How I Turned ChatGPT into an SQL-Like Translator for Image and Video Datasets The Query Language Defining the Task Providing Context Examples Divide and Conquer Making it Usable Recap

Artificial Intelligence

How I Turned ChatGPT into an SQL-Like Translator for Image and Video Datasets The Query Language Defining the Task Providing Context Examples Divide and Conquer Making it Usable Recap

admin

June 11, 2023

How I Turned ChatGPT into an SQL-Like Translator for Image and Video Datasets
The Query Language
Defining the Task
Providing Context
Examples
Divide and Conquer
Making it Usable
Recap

Though the prompt for these two examples was structured in the identical way, the responses differed in a number of key ways. Response 1 attempts to create a DatasetView by adding ViewStage to the dataset. Response 2 defines and applies a MongoDB aggregation pipeline, followed by the limit() method (applying Limit stage) to limit the view to 10 samples, in addition to a non-existent (AKA hallucinated) display() method. Moreover, while Response 1 loads in an actual dataset (Open Images V6), Response 2 is effectively template code, as "your_dataset_name" and "your_model_name” must be filled in.
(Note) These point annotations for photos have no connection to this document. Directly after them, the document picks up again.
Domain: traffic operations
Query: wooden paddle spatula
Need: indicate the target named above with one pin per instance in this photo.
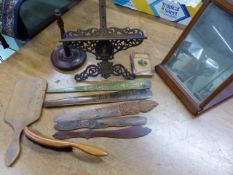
(23, 109)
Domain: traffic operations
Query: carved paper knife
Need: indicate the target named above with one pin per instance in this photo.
(126, 133)
(102, 98)
(109, 86)
(121, 109)
(101, 123)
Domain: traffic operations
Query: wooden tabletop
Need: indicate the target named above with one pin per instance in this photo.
(179, 143)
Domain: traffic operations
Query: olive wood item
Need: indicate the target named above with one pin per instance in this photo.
(126, 133)
(108, 86)
(100, 98)
(39, 139)
(101, 123)
(23, 109)
(121, 109)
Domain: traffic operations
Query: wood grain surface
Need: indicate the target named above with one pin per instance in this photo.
(179, 143)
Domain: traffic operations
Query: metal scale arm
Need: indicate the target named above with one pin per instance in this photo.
(104, 43)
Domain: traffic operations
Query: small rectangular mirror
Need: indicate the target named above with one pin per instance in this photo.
(201, 61)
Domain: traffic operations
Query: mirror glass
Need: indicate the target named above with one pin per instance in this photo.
(204, 60)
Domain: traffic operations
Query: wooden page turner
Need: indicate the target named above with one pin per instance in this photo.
(53, 143)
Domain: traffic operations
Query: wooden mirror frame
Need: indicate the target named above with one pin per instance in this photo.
(223, 92)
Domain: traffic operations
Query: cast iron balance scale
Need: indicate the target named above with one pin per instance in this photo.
(104, 43)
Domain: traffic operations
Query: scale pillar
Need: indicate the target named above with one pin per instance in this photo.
(63, 57)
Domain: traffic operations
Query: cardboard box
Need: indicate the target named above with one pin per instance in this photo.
(180, 11)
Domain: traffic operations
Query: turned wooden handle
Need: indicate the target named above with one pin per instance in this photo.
(36, 137)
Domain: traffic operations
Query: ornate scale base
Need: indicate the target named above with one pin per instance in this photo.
(105, 69)
(76, 59)
(103, 42)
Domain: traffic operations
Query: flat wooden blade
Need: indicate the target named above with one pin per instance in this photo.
(23, 109)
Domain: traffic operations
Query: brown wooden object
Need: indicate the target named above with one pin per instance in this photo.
(23, 109)
(102, 123)
(222, 92)
(122, 109)
(63, 57)
(42, 140)
(125, 133)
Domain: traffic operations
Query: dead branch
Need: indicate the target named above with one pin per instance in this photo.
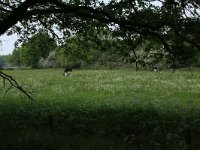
(13, 83)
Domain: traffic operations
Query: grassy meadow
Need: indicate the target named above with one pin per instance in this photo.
(101, 110)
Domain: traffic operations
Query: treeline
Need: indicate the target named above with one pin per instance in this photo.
(98, 49)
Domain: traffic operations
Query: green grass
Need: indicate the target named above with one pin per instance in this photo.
(101, 109)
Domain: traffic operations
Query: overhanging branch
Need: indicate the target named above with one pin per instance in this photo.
(13, 83)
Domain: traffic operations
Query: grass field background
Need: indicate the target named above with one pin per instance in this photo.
(101, 109)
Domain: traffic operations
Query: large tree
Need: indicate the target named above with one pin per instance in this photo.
(172, 23)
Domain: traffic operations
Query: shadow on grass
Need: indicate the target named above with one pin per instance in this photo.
(103, 128)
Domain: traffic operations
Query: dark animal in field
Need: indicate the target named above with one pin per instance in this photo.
(67, 70)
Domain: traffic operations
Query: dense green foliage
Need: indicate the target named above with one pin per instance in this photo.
(4, 60)
(37, 47)
(102, 109)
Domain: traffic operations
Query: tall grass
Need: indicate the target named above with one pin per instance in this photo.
(102, 109)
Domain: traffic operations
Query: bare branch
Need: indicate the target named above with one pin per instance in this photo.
(13, 83)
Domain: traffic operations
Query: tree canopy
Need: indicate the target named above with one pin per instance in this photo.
(167, 21)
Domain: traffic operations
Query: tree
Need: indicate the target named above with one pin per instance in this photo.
(15, 58)
(38, 46)
(139, 17)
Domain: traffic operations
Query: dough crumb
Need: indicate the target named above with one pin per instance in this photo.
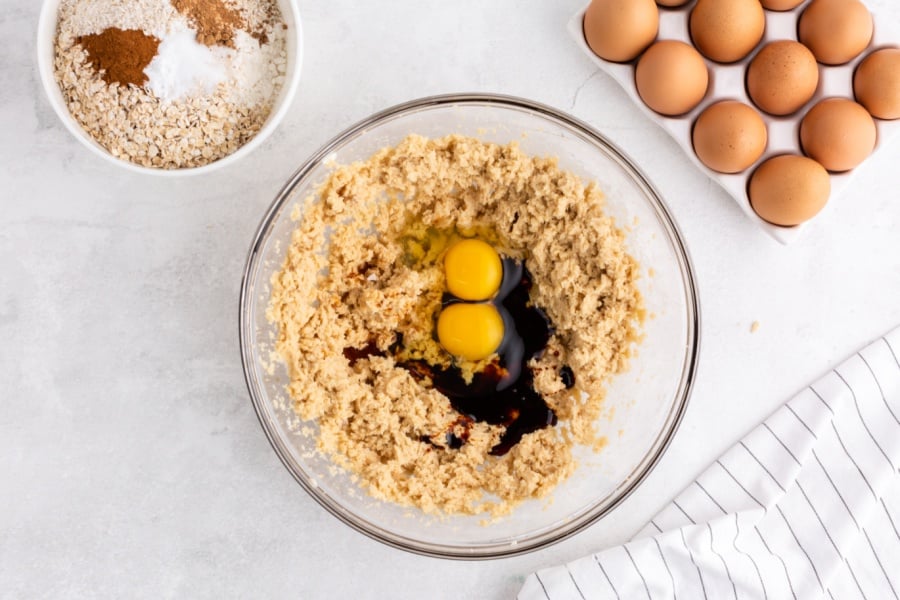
(342, 313)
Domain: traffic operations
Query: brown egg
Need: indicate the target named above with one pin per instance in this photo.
(782, 77)
(671, 77)
(727, 30)
(729, 136)
(781, 4)
(877, 83)
(788, 189)
(835, 30)
(619, 30)
(838, 133)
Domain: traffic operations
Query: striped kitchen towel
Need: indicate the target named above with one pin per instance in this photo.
(806, 506)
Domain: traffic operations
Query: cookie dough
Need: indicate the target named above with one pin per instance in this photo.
(346, 313)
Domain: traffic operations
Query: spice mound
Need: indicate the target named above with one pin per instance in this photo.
(170, 83)
(449, 312)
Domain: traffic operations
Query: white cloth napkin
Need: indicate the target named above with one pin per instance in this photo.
(806, 506)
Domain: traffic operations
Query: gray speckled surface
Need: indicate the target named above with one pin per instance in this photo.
(131, 462)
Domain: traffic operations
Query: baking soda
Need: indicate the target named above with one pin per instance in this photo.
(201, 101)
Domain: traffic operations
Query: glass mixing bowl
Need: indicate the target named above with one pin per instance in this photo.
(646, 402)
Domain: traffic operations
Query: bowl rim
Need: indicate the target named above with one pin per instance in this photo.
(45, 52)
(683, 392)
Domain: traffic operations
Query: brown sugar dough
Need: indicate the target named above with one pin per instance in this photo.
(374, 419)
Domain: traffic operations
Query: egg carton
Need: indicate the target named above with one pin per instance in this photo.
(726, 82)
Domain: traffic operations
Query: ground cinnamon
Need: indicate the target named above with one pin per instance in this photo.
(120, 55)
(215, 21)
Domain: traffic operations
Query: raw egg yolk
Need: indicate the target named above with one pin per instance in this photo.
(470, 331)
(473, 270)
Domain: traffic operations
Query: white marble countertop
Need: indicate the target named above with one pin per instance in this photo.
(131, 461)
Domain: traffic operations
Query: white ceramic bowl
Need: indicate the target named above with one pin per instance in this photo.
(46, 37)
(646, 402)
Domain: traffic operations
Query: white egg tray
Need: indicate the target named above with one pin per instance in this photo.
(726, 82)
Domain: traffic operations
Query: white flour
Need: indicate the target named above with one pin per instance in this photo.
(200, 102)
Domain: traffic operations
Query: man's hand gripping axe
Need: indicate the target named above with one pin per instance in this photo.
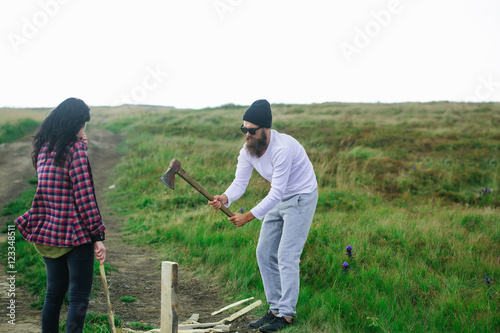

These examples also highlighted the next issues:

: some responses contained code for importing modules, instantiating datasets (and models), and visualizing the view (session = fo.launch_app(dataset)).
: in lots of cases — including educational contexts — the proven fact that the model explains its “reasoning” is a positive. If we wish to perform queries on the user’s behalf, nonetheless, this explanatory text just gets in the way in which. Some queries even resulted in multiple code blocks, split up by text.

What we actually wanted was for the LLM to reply with code that may very well be copied and pasted right into a Python process, without the entire extra baggage. As a primary attempt at prompting the model, I began to offer the next text as prefix to any natural language query I wanted it to translate:

Your task is to convert input natural language queries into Python code to generate ViewStages for the pc vision library FiftyOne.
Listed below are some rules:
- Avoid all header code like importing packages, and all footer code like saving the dataset or launching the FiftyOne App.
- Just give me the ultimate Python code, no intermediate code snippets or explanation.
- at all times assume the dataset is stored within the Python variable `dataset`
- you need to use the next ViewStages to generate your response, in any combination: exclude, exclude_by, exclude_fields, exclude_frames, …

Crucially, I defined a task, and set rules, instructing the model what it was allowed and never allowed to do.

Note: with responses coming in a more uniform format, it was at this point that I moved from the ChatGPT chat interface to using GPT-4 via OpenAI’s API.

Limiting Scope

Our team also decided that, at the very least to start out, we might limit the scope of what we were asking the LLM to do. While the fiftyone query language itself is full-bodied, asking a pre-trained model to do arbitrarily complex tasks with none fine-tuning is a recipe for disappointment. Start easy, and iteratively add in complexity.

For this experiment, we imposed the next bounds:

: don’t expect the LLM to question 3D point clouds or grouped datasets.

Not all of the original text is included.